During one such event at the end of last year, the actor Brian Blessed lost his temper and made an angry and dramatic exit from some corporate event after a Sales Director described one of his films as ‘crap’. Bad mistake, but how do you communicate with actors and celebrities when, against your will, you’re forced to spend time in their company? It’s not easy.
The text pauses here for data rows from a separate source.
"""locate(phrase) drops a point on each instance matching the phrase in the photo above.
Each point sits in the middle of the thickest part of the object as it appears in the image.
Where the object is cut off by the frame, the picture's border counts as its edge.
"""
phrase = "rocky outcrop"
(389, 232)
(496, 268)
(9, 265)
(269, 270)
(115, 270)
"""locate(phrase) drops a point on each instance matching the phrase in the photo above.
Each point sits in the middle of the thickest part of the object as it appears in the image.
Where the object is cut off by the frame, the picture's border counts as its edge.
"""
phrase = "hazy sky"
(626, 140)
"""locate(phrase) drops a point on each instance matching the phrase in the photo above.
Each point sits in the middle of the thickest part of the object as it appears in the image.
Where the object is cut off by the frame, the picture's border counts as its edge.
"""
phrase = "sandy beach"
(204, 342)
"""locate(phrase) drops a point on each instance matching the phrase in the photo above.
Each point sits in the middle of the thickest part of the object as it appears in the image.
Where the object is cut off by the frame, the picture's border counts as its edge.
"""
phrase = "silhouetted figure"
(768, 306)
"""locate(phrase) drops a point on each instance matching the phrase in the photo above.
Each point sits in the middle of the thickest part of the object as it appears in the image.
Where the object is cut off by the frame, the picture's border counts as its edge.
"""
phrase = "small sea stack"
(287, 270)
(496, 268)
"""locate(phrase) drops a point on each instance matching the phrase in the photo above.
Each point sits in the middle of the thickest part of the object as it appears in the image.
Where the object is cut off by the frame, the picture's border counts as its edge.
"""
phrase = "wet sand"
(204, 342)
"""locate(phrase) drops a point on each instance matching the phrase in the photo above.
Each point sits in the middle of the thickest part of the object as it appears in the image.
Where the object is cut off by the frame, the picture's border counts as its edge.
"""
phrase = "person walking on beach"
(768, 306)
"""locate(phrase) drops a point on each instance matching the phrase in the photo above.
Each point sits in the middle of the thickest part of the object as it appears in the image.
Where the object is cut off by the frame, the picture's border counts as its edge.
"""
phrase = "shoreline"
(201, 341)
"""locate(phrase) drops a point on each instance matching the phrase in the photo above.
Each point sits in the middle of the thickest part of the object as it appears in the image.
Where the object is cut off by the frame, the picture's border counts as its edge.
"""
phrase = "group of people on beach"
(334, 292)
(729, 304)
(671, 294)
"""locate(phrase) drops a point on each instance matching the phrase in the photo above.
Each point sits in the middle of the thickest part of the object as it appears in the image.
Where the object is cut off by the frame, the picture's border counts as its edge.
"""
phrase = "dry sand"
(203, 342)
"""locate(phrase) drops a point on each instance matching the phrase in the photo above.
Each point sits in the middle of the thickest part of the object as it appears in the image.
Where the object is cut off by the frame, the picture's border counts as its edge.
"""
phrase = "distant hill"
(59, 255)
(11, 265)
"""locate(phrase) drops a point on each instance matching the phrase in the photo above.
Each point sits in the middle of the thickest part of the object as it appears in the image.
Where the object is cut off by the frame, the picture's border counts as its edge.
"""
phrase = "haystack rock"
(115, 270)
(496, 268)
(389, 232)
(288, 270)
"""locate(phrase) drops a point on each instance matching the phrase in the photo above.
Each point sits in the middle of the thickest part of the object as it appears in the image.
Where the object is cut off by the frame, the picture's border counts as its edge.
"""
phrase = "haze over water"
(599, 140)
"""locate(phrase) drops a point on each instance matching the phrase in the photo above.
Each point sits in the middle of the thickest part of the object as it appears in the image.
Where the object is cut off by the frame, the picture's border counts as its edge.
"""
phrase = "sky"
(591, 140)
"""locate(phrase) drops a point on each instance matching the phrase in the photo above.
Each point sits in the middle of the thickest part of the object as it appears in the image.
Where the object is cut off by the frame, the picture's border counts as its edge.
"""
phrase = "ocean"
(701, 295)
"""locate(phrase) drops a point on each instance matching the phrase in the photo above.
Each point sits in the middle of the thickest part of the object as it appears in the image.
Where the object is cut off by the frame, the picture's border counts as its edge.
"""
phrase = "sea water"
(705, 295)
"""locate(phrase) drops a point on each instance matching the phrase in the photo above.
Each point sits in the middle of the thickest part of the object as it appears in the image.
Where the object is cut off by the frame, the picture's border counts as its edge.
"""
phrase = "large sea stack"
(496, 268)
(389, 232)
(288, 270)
Years ago, I spent some time with the writer John Le Carré who lives in a beautiful old line of coastguard cottages on the cliffs near to Land’s End. It was August. I was working as a Defence writer at the time and had managed to blag a demonstration flight in the back seat of a Royal Naval FA2 Sea Harrier. We took off from Yeovilton and flew across Exmoor to the Royal Marine Station at Chivenor where the pilot did a low pass over the base in honour of some anniversary or other. Then he put the aircraft through its paces over the sea to the west of Lundy Island before flying at low level to the Scilly Isles and returning to Penzance. We had about half an hour before the Harrier was due back to the base and the pilot asked me where I would like to go. Stuck for an answer, I asked him to ‘do a spectacular’ over Le Carré’s cottage. He did, demonstrating a manoeuvre in which the aircraft hovers and slowly genuflects towards a landmark or a group of spectators a short distance away. The noise from the Rolls-Royce Pegasus turbofan during the hover is enough to induce temporary, sometimes permanent, deafness and even insanity, although the pilot said that we probably had sufficient altitude to avoid any lasting physical damage to nearby humans. Anyway, I thought this was a memorable gesture of respect to the old boy. I was wrong. It was never mentioned and I suppose it must have been a worrying moment for a spook whose early years had been spent irritating the NKVD.
The point is that you must be careful when dealing with those who, like Brian Blessed and, in fact, all thespians, jealously guard their public image. There are rules governing social intercourse with those who tread the boards. There is no such thing as too much flattery. Size matters; for instance it would be a mistake to mention Alan Ladd in the presence of Tom Cruise. Never praise or even mention an actor’s peers in his or her presence and, if you feel that you must say something profound, try; ‘it’s actors who should be running theatres not impresarios.’ Mind you, it’s hard to know how to approach a man like Blessed who is mediaeval in appearance, monstrous in stature and has a voiced like foghorn. Every time I look at him, I think of Hildegard Neil, his lovely wife, who I used to fancy madly when I was at school. I suppose I’d better keep quiet about that as well.